Our family has advocated for the US government to use every tool at its disposal to secure Paul's freedom. For better or worse, in this time of state-sponsored hostage taking - by Russia, China, Venezuela, Iran, etc. - one of those tools has been trades. A trade may involve concessions of people exchanged or other things desired by these bad actors. A few weeks ago, we saw that the US government was able to make a concession, bringing Trevor Reed home. One fewer wrongfully detained American.
But no longer. As we understand it, the US Department of Justice will not support the release of any foreign nationals in their custody to free wrongfully detained Americans. It is not just that the Department of Justice has slammed the door on Paul, eliminating that option from the possible approaches the US government might take. The door was never open. The Department of Justice was not even willing to concede Konstantin Yaroshenko for Trevor Reed. That release would not have occurred if President Biden had not made the executive decision to act.
Why is the Department of Justice opposed to helping wrongfully detained Americans? Who has decided that the DOJ will not work with other parts of the Administration to help people like Paul? I don't know. We are at arms-length from the Executive branch agencies who make decisions surrounding concessions and recommend - or not, in the case of the DOJ - possible solutions for wrongful detainees o the President. We know, from Ambassador John Sullivan's statements to Russian press, that trades have been discussed as recently as the last few months.

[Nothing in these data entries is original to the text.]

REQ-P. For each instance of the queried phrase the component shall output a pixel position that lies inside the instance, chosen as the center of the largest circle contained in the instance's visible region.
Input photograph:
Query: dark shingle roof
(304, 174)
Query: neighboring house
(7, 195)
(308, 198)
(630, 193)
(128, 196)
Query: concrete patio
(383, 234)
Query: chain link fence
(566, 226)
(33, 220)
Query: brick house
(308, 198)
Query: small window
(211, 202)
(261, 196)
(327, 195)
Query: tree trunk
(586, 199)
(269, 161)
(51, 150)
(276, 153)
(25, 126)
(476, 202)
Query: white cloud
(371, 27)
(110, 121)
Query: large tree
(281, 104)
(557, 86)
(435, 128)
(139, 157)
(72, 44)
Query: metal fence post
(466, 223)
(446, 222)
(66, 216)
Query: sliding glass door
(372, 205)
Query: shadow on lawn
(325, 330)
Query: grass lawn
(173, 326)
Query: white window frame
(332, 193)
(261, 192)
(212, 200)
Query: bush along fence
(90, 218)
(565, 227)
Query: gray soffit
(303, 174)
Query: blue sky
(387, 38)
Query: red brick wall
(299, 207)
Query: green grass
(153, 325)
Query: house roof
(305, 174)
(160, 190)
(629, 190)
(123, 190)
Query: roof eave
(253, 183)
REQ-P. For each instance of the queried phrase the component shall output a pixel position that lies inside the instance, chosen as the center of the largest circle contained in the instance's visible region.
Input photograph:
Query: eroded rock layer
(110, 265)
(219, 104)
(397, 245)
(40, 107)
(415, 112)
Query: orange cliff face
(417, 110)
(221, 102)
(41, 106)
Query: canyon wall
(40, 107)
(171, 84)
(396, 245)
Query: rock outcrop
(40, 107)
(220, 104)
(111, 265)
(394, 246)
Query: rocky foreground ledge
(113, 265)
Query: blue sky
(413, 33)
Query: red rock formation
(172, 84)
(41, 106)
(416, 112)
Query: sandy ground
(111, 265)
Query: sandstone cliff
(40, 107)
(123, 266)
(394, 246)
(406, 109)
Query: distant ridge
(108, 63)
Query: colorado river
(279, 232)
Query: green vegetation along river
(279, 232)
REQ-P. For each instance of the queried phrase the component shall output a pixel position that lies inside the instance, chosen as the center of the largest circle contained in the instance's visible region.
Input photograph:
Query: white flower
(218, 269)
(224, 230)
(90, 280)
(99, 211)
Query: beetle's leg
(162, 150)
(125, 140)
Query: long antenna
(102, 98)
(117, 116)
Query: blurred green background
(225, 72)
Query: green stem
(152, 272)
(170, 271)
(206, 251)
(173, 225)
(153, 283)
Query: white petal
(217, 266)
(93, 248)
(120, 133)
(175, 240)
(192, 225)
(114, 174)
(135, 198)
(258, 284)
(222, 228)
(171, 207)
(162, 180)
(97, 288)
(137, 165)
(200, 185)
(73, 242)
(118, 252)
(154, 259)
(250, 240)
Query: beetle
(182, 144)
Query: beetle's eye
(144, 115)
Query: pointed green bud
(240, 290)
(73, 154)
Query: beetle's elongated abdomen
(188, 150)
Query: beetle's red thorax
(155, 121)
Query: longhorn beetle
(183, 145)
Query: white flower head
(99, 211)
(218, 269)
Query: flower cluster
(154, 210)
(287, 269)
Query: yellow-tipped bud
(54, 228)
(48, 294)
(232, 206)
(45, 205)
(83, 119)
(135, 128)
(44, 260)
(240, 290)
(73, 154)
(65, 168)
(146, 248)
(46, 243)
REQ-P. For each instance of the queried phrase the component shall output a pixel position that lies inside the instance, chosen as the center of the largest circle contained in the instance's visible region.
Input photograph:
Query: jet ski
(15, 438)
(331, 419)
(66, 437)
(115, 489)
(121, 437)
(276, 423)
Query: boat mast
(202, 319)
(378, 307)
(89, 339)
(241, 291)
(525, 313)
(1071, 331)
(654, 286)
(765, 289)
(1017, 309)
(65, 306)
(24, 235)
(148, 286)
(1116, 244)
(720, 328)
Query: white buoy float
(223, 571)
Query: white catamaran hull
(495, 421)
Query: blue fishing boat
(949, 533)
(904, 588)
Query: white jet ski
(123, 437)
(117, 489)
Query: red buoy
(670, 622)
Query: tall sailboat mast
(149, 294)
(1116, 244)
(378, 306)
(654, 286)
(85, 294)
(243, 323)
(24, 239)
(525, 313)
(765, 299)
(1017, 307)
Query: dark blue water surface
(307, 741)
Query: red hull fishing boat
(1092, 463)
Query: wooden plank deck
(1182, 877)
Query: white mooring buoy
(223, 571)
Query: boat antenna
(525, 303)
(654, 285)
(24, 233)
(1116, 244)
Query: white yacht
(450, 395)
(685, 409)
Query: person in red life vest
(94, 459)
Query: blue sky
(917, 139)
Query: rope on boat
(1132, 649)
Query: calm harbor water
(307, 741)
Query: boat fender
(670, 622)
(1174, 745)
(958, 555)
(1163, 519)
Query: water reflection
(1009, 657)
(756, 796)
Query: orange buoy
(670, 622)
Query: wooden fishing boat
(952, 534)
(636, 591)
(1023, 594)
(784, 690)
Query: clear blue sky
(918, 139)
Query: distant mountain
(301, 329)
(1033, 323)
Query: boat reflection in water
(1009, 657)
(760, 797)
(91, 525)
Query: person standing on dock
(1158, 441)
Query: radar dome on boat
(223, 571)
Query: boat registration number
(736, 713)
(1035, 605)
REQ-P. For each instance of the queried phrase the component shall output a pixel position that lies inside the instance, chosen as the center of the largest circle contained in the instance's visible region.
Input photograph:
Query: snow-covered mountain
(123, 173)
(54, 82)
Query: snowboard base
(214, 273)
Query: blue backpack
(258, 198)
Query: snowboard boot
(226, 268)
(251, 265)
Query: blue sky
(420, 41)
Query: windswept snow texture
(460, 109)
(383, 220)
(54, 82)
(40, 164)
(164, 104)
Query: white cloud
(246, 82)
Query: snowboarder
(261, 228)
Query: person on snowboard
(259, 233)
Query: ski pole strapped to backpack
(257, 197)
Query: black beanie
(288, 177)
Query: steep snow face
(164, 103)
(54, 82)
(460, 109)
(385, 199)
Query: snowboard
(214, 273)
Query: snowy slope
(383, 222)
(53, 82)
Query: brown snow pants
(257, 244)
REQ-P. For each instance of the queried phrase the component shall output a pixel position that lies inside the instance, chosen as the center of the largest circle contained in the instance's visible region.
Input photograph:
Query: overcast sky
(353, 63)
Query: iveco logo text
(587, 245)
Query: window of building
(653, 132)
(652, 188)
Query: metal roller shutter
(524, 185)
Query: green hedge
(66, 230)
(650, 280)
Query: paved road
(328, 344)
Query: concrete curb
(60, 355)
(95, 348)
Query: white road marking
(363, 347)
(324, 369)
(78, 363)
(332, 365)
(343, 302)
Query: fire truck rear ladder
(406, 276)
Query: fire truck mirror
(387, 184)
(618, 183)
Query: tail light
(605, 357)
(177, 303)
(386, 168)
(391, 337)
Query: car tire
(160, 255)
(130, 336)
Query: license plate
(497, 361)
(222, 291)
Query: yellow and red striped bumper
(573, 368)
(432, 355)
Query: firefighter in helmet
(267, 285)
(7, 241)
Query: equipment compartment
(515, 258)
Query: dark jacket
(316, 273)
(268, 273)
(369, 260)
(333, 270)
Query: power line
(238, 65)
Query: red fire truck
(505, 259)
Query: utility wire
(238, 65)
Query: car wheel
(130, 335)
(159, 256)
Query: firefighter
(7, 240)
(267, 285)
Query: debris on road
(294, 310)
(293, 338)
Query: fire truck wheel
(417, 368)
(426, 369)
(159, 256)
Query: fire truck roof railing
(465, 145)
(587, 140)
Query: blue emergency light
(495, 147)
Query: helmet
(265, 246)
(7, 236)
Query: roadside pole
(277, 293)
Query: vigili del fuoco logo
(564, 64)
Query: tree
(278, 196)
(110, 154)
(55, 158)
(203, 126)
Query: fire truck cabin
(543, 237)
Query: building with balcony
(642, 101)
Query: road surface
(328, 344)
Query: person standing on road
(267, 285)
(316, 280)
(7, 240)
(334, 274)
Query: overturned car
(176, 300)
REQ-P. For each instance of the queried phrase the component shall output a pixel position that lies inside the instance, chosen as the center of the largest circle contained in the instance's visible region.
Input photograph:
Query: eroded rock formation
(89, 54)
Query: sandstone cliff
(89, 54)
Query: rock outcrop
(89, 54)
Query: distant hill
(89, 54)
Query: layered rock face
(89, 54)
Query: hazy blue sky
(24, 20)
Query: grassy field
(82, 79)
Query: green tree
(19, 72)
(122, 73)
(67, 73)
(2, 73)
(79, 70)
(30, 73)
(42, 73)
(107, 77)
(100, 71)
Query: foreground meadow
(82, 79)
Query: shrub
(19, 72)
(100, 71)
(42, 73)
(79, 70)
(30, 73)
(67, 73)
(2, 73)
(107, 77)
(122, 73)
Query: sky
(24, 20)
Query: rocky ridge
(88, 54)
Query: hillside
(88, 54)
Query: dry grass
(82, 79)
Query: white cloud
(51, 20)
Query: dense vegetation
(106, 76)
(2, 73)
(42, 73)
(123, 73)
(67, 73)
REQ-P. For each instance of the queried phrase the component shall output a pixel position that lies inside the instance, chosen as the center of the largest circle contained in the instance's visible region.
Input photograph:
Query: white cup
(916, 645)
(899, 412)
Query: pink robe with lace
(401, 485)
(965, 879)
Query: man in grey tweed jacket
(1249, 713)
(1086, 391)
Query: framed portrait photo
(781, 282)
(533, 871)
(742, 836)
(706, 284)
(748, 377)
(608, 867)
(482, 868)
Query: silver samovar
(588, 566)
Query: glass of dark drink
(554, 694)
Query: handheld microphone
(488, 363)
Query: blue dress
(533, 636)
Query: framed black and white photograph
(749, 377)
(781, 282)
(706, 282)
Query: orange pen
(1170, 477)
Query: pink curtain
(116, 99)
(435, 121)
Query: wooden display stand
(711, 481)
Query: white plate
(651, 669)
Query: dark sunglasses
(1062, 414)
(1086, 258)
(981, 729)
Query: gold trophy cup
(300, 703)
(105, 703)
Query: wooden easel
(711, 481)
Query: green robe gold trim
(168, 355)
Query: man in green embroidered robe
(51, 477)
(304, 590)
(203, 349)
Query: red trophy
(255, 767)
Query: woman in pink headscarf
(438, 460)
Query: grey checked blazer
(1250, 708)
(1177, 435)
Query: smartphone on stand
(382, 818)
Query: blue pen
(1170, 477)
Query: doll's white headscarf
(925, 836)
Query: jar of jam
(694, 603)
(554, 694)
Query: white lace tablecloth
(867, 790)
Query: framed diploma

That is the worst of it. The Department of Justice is disengaged from assisting in the process of freeing wrongfully detained Americans. Their risk-averse approach equates all prisoners in their custody as equal. It ignores the growing problem that wrongful detention of Americans can often only be solved by making concessions. The Department of Justice is not part of the solution, any solution. Diplomatic efforts by the State Department are just so much spitting in the wind if they are undermined at home.
It should not require the President to pry open the prison door of each wrongfully detained American as US agencies hold those doors closed. Even after 1200 days, Paul's release is as far away as ever if the US government still can't work to find creative solutions for these difficult wrongful detentions. A trade may or may not ever have helped Paul but, until the DOJ changes its stance, it will never help any of the Americans who have been held for months and years by foreign states.